Exploring Two-Sample Kolmogorov-Smirnov Test with Simulations
The Kolmogorov-Smirnov test (abbreviated as K-S test) is widely used in the context of distribution fitting. Today, we will explore one of its applications: testing whether two independent samples come from the same distribution and develop an intuition for it.
Let's begin by generating a normal distribution of continuous variables ranging from 10 to 50.
import random
import matplotlib.pyplot as plt
import numpy as np
import seaborn as sns
from scipy.stats import ks_2samp
from matplotlib.gridspec import GridSpec
# Set the parameters for the Gaussian distribution
mean = 30
std_dev = 5
# Set the size of the distribution
size = 1000000
# Generate the Gaussian distribution
distribution = [random.gauss(mean, std_dev) for _ in range(size)]
# Plot the histogram
plt.hist(distribution, bins=50, edgecolor='black')
plt.xlabel('Values')
plt.ylabel('Frequency')
plt.title('Gaussian Distribution Histogram')
plt.show()
Now we want to draw a sample the size of 1000 from this distribution and display its CDF (Cumulative Distribution Function plot).
# Set the size of the sample
sample_size = 1000
# Draw a sample from the population
sample = random.sample(distribution, sample_size)
# Compute the CDF of the sample
sorted_sample = np.sort(sample)
cdf = np.arange(1, len(sorted_sample) + 1) / float(len(sorted_sample))
# Plot the CDF of the sample
plt.plot(sorted_sample, cdf)
plt.xlabel('Values')
plt.ylabel('Cumulative Probability')
plt.title('CDF of Sample')
plt.show()
A quick reminder: a CDF plot shows the cumulative probability distribution of a dataset.
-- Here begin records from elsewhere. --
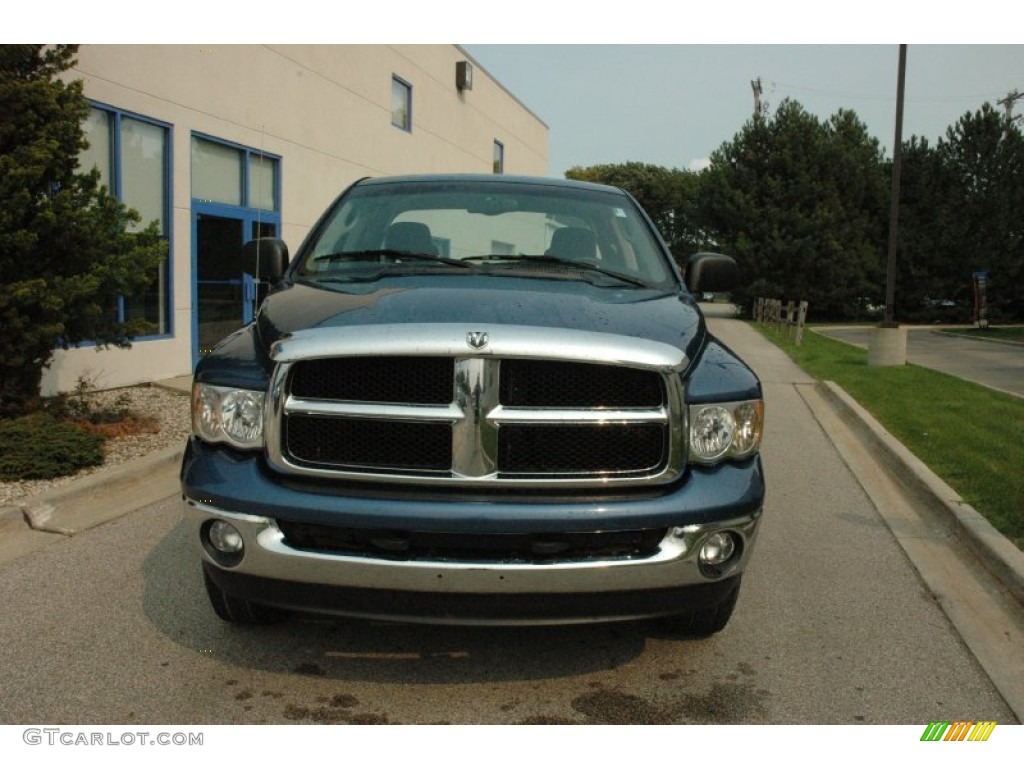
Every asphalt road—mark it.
[0,321,1017,729]
[816,327,1024,397]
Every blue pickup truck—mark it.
[181,175,765,635]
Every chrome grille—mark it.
[278,520,668,563]
[266,327,685,486]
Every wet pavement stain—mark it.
[282,696,391,725]
[571,662,770,725]
[330,693,359,709]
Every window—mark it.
[191,136,280,211]
[495,139,505,173]
[391,77,413,131]
[490,240,515,256]
[79,105,171,336]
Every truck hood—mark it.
[257,273,705,360]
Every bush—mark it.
[0,414,105,481]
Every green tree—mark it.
[565,163,707,264]
[936,103,1024,318]
[697,99,888,318]
[0,45,166,415]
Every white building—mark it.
[42,45,548,394]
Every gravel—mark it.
[0,385,191,507]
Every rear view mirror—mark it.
[686,253,739,293]
[242,238,288,284]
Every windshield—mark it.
[297,180,673,286]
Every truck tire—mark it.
[203,568,288,625]
[655,578,740,637]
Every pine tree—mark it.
[0,45,166,415]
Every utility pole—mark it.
[867,45,906,366]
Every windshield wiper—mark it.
[312,248,473,269]
[463,253,650,288]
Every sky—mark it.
[462,44,1024,176]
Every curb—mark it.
[18,445,184,536]
[815,381,1024,604]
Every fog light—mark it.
[207,520,245,555]
[700,532,736,567]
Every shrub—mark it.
[0,413,105,481]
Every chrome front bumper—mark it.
[183,498,761,618]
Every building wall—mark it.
[43,45,548,394]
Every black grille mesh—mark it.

It provides information about the probability of a random variable taking on a value less than or equal to a given value.
Now, instead of displaying a CDF plot of a single sample, let's draw 1000 samples, each with a size of 1000, and display their CDF curves on a single plot.
# Set the size of the sample
sample_size = 1000
# Set the number of repetitions
num_repetitions = 1000
# Plot each sample's CDF with a unique color
for _ in range(num_repetitions):
? ? # Draw a sample from the population
? ? sample = random.sample(distribution, sample_size)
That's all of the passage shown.